高齢者の身体的な制約疑似装備(筆者描画)

 生徒たちは、これらの装備を装着しても、私が装着した時に比較して、相当自由に行動できていました。恐れていたのは、はしゃぎ過ぎて、体験処では無くなってしまわないかとの危惧でしたが、これは全くの必要の無い心配で、スムーズに体験が進んでいきました。生徒の感想では、「ゴーグルを着けることにより、相当見え辛くなる。こんな見え方では大変だ。」、「腰が曲がり、足に重りが付いた状態では、普通に歩くことも難しくなる。」とのコメントであり、この体験プログラムが、有意義で在ったことが確認された次第でした。

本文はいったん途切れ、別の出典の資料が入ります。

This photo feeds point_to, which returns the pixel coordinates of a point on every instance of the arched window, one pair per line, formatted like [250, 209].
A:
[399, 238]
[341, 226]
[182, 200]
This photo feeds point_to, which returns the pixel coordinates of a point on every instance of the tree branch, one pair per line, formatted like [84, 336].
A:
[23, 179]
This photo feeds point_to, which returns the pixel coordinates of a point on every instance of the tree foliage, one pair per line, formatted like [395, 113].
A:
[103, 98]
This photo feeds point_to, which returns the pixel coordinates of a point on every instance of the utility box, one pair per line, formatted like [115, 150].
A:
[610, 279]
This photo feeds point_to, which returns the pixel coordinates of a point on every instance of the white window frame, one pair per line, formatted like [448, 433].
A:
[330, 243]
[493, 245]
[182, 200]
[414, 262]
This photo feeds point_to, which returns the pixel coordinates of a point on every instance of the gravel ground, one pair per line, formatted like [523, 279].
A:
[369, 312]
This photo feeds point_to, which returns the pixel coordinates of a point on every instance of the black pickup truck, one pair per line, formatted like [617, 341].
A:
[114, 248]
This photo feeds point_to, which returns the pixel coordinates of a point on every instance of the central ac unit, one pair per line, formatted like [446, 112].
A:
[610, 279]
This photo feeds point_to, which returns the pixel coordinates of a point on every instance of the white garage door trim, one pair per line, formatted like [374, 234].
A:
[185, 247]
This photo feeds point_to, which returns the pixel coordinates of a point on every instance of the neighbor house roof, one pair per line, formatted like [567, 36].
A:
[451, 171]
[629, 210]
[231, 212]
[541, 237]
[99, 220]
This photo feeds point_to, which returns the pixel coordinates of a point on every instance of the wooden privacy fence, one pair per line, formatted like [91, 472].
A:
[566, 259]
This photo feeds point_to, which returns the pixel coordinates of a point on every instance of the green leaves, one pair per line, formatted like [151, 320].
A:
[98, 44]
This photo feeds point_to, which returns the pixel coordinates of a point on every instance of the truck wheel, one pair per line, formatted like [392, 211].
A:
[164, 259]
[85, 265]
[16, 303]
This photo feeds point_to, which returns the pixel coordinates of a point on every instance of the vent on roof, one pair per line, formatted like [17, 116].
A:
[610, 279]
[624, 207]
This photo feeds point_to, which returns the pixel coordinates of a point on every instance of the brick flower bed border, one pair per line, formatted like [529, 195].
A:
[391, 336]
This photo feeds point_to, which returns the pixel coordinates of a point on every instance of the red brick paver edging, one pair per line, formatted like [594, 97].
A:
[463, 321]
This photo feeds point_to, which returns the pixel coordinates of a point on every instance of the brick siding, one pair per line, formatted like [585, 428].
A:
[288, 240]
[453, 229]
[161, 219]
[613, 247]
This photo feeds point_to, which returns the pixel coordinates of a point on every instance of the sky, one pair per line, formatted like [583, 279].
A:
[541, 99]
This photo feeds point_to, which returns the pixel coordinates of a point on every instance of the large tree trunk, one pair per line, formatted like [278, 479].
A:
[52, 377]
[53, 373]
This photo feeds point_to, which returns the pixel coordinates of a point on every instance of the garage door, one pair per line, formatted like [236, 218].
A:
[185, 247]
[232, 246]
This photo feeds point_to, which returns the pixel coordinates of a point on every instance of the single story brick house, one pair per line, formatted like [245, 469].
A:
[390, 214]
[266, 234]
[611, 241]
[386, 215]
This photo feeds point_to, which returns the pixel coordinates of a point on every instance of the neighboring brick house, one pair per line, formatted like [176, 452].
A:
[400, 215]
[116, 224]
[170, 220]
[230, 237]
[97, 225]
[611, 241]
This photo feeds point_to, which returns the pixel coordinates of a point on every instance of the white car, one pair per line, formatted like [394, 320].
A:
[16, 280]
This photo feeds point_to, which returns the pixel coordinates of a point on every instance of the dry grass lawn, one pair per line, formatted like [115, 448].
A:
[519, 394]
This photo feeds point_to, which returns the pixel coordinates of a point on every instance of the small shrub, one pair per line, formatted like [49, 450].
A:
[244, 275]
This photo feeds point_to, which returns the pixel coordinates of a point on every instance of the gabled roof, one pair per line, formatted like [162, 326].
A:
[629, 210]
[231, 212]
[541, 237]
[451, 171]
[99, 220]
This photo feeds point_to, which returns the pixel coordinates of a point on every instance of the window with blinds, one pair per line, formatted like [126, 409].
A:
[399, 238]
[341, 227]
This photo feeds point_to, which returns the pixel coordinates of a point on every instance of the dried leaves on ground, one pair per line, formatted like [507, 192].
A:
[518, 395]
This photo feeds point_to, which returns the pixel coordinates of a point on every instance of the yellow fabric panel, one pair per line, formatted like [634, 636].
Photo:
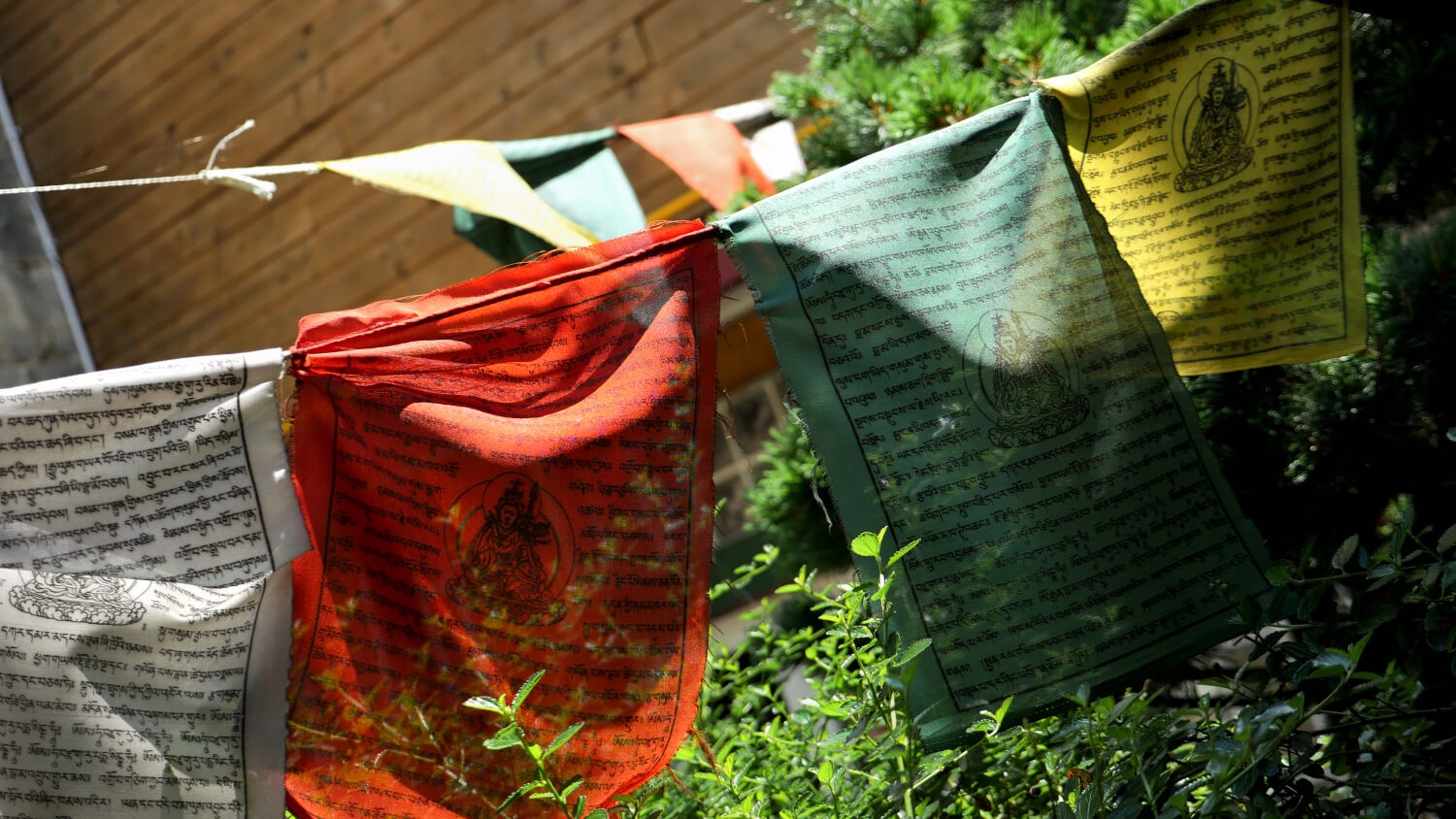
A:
[471, 175]
[1220, 150]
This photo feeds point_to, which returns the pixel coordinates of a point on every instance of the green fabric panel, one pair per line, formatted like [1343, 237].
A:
[576, 174]
[978, 372]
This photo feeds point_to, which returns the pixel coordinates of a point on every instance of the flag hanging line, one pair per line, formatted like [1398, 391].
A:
[252, 180]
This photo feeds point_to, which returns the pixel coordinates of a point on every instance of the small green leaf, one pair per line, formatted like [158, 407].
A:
[485, 704]
[865, 545]
[983, 725]
[1278, 573]
[913, 650]
[902, 553]
[518, 793]
[1446, 540]
[506, 737]
[1344, 551]
[526, 688]
[562, 737]
[1001, 711]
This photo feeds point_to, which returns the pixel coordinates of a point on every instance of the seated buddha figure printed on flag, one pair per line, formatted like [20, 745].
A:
[512, 542]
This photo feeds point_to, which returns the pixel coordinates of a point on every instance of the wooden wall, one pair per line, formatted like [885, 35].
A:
[143, 87]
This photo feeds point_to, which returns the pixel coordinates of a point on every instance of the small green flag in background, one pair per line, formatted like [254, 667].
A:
[574, 174]
[978, 372]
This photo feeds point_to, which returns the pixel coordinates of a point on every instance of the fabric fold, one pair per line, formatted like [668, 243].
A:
[466, 174]
[507, 475]
[1220, 147]
[577, 175]
[978, 375]
[705, 150]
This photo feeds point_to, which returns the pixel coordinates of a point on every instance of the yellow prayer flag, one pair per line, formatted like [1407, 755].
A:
[468, 174]
[1220, 148]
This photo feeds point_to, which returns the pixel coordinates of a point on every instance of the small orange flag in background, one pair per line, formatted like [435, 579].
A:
[705, 150]
[507, 475]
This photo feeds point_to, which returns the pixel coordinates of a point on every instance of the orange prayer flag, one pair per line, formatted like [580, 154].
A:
[705, 150]
[507, 475]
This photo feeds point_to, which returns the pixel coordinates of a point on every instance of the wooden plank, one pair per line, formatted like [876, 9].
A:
[230, 274]
[69, 29]
[20, 22]
[378, 214]
[680, 25]
[82, 64]
[696, 78]
[256, 61]
[328, 78]
[281, 227]
[111, 98]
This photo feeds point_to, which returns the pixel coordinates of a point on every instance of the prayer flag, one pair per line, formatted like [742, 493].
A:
[579, 177]
[978, 373]
[774, 143]
[507, 475]
[1220, 148]
[705, 150]
[148, 519]
[471, 175]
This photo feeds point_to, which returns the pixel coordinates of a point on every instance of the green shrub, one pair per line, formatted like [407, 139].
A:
[1341, 705]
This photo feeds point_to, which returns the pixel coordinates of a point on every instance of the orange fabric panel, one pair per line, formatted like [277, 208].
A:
[705, 150]
[504, 475]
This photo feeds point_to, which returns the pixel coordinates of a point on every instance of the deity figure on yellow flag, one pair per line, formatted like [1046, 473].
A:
[1217, 143]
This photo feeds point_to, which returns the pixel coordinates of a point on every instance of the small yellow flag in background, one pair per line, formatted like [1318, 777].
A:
[1220, 150]
[469, 174]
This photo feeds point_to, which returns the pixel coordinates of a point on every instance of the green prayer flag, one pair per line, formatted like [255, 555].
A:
[978, 372]
[574, 174]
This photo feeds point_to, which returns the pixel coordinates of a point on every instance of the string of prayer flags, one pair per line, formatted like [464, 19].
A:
[772, 142]
[705, 150]
[469, 175]
[507, 475]
[978, 373]
[148, 519]
[579, 177]
[1220, 147]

 今回の体験プログラムの対象者は、中学1年生でしたことから、まだまだ初々しい様子で、ちょっとはしゃぎながらも、プログラムを逸脱することなく学習して頂けたと思いました。正直、私の子供が中学時代には、今回の学校も、ちょっと荒れていた状態でしたが、当時から10年も経過して、前向きな生徒の眼差しと我々への敬意のある対応は、お手伝い程度の支援者である私も、温かい心持ちを得ることが出来ました。感謝!

感想
 反対にちょっと気になったのは、生徒の皆さんは、真面目で従順な気質になって来ており、これは、社会的には平和の方向にいい傾向なのかもしれませんが、一方で、その気質故に、悪だくみに秀でた族に操られてしまい、昨今の「闇バイト」事件にハマってしまうのではないかとの危惧を考えてしまった次第です。生きていくためには、反抗心や拒絶するためのエネルギーも必要かも?